Slow Pace Can't Stop Duke In 60-48 Win Over UNC
March 8, 2002
By JENNA FRYER
CHARLOTTE, N.C. - The deliberate pace North Carolina needed was frustrating for No. 3 Duke, but it was a perfect tune-up for the rest of the postseason.
North Carolina slowed Friday night's game against Duke to a crawl, enabling the Tar Heels to hang with the Blue Devils for much of the contest before eventually bowing out 60-48 in the quarterfinals of the ACC tournament.
The defeat officially ended Carolina's (8-20) record of 27 straight appearances in the NCAA tournament and secured its first 20-loss season in school history.
"That was an NCAA tournament game," said Jason Williams, who led Duke with 20 points. "Tournament games are going to be slowed down and you are going to be fighting for possession after possession. That's what happened here and that's what we'll face the rest of the way."

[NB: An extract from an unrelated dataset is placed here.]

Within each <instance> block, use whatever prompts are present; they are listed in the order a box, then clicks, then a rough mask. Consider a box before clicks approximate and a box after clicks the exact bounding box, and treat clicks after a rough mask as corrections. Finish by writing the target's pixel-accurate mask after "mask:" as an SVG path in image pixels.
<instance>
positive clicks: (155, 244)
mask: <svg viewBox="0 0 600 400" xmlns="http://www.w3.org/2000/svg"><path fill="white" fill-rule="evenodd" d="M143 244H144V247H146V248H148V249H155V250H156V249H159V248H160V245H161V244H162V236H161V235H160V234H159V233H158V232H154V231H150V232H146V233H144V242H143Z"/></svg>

After losing the first two meetings with Duke (27-3) by a combined 54 points - including Sunday's 93-68 drubbing - the Tar Heels knew they couldn't run with the Blue Devils. Needing to win the Atlantic Coast Conference tournament to extend the season, coach Matt Doherty spent the week working on a completely different game plan.

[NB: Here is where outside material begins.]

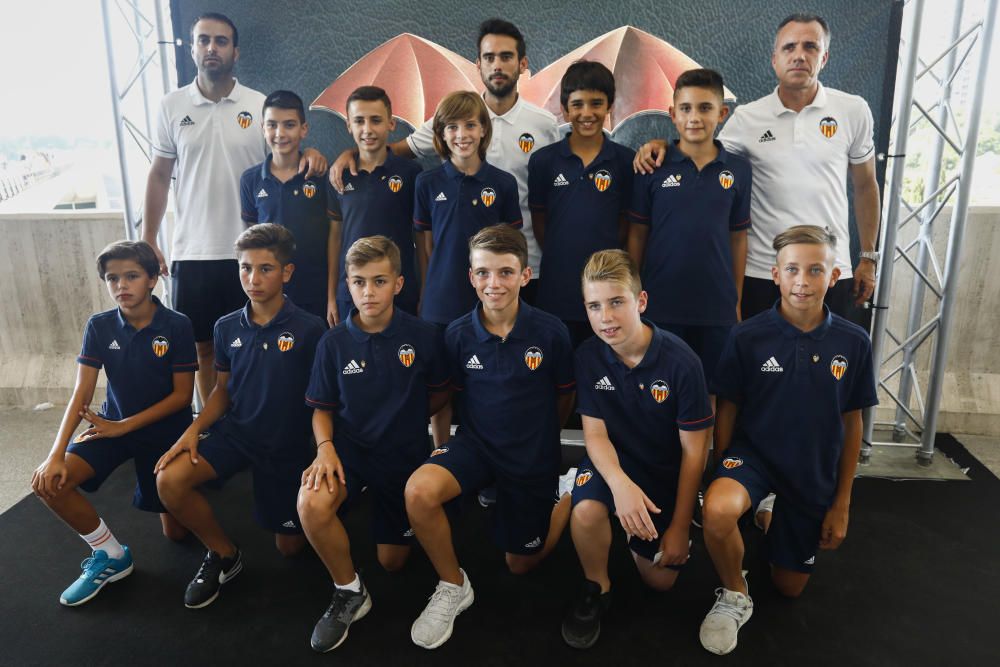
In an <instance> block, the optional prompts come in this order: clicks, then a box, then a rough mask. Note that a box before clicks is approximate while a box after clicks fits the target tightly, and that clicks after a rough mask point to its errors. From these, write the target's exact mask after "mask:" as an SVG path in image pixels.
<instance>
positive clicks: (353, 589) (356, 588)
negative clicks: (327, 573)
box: [333, 572, 361, 593]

What he came up with was one of the slowest tempos in North Carolina history, with guard Adam Boone often stopping the ball at midcourt as 10 or more seconds ticked off and the Tar Heels let the clock wind all the way down before taking their shots.
"You don't want to have to play that way, but it was the only chance we had to win," said Doherty, who had clearly been crying in the locker room.
"We worked on it and I went to Jason (Capel) and said this is the way we need to play to try to beat Duke and he said, `Let's do it. I'm with you.' And we thought we were going to win."
The strategy almost worked as Carolina shot 51 percent while taking just 29 shots and keeping the score close throughout.
The Tar Heels had an 11-10 lead with 12:26 to play - but when their shots stopped falling it dropped them into a hole. North Carolina went scoreless for almost 4 minutes, then Mike Dunleavy hit a pair of 3-pointers to give Duke a 26-14 lead.
So the Tar Heels brought the game to a near stop with Boone holding the ball at midcourt. The pace was agonizing for the fans, who booed loudly every time Boone stood idle, and frustrating for the Blue Devils, who crouched low and began clapping in rhythm to keep their focus.
No matter to the Tar Heels, who closed the half with an 8-2 run to only trail 28-22 at the break.
"It was obvious we couldn't run-and-gun with them," Capel said. "We had to do something."
The slow pace continued in the second half, allowing the Tar Heels to twice climb out of 10-point holes. Working to their advantage was Williams' early shooting woes - he had just six points with 10 minutes remaining.
But he found his scoring touch at the worst possible time for North Carolina. After the Tar Heels pulled within 37-34, Williams made them pay when Carolina's Jawad Williams missed a pair of free throws.
Instead of making it a one-point game, it went the other way when Jason Williams hit a soft jumper after the miss, then converted a North Carolina turnover into a 3-pointer for a 44-34 Duke lead.
"We had worked all week on better communication, so the biggest play of the game was Jason's 3," Duke coach Mike Krzyzewski said. "He ran the baseline, saw Chris (Duhon) and just yelled `Chris!' and Chris found him and hit him and that was the communication I was talking about."
When North Carolina again rallied to cut it to 58-43 with 4:35 to play, Williams came up with a steal that led to his own dunk then hit a quick 3 to push Duke's lead to 53-43. Duhon followed with another 3 to make it 56-45 with 1:14 to play and seal the win.
Carlos Boozer finished with 11 points, and Dunleavy had 10.
Capel finished with seven points and received a standing ovation when he fouled out with under a minute to play. He ran over to the Duke bench and shook hands with the coaching staff before leaving the court for the final time.
After the game, he and fellow senior Kris Lang sat silently, unable to digest that their Carolina careers were over.
"I'm trying not to say too much," said Lang, whose eyes where red-rimmed. "It was very emotional for me in the locker room, so I'd rather not say too much about it."